The Eritrean government has announced that it will allow its ports to be used to channel food aid to millions of hungry people in neighboring Ethiopia, despite the tensions between the two countries. Aid agencies are waiting to hear whether the Ethiopian government will accept the offer.
Eritrea says it has decided to assist famine victims in Ethiopia by letting food aid pass through its Red Sea ports of Assab and Massawa. The Eritrean foreign ministry said Eritrea has no desire to penalize destitute people in Ethiopia for what it said were the wrongs done by their government.
Two years after their border war ended, there is still immense hostility between the two Horn of Africa neighbors. But the threat of famine is beginning to overshadow that. Both countries are in the grip of a terrible drought, with millions facing starvation.
Earlier this week, Ethiopian Prime Minister Meles Zenawi warned that the current food crisis in his country could be worse than the 1984 famine that killed nearly one million people in Ethiopia.
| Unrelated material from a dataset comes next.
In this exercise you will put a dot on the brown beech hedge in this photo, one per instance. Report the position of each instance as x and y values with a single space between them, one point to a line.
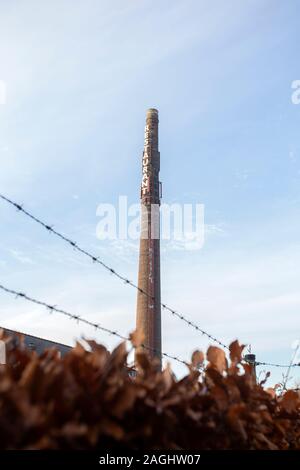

The international response has been limited. At the United Nations World Food Program office in Ethiopia, Wagdi Othman says there is real concern at the failure of donor countries to respond to this looming crisis.
"So far, we are asking for at least 300,000 metric tons of food for the first three months of next year. And for the moment, less than 10 percent of that food has been pledged by donors," he said. "We really need contributions to come forward. A timely response from donors is important and will be key to avoid a lot of human suffering in Ethiopia."
Aid agencies say some 14 million Ethiopians could be in need of food aid by early next year. But this is just one of the many food crises facing the African continent. The drought in relatively affluent southern Africa seems to be attracting more international interest.
Mr. Othman of the World Food Program emphasizes that the shortening cycle of drought in Ethiopia is making it harder and harder for its impoverished people to cope.
It is just three years since Ethiopia's last drought. At that time, Ethiopia and Eritrea were at war. The United Nations complained that the inability to use Eritrean ports made aid delivery a logistical nightmare. Shipping food via Djibouti was extremely slow and expensive.
But when Eritrea finally offered use of its port facilities, Ethiopia dismissed it as a gimmick. Aid agencies are waiting to hear what Ethiopia's response will be this time.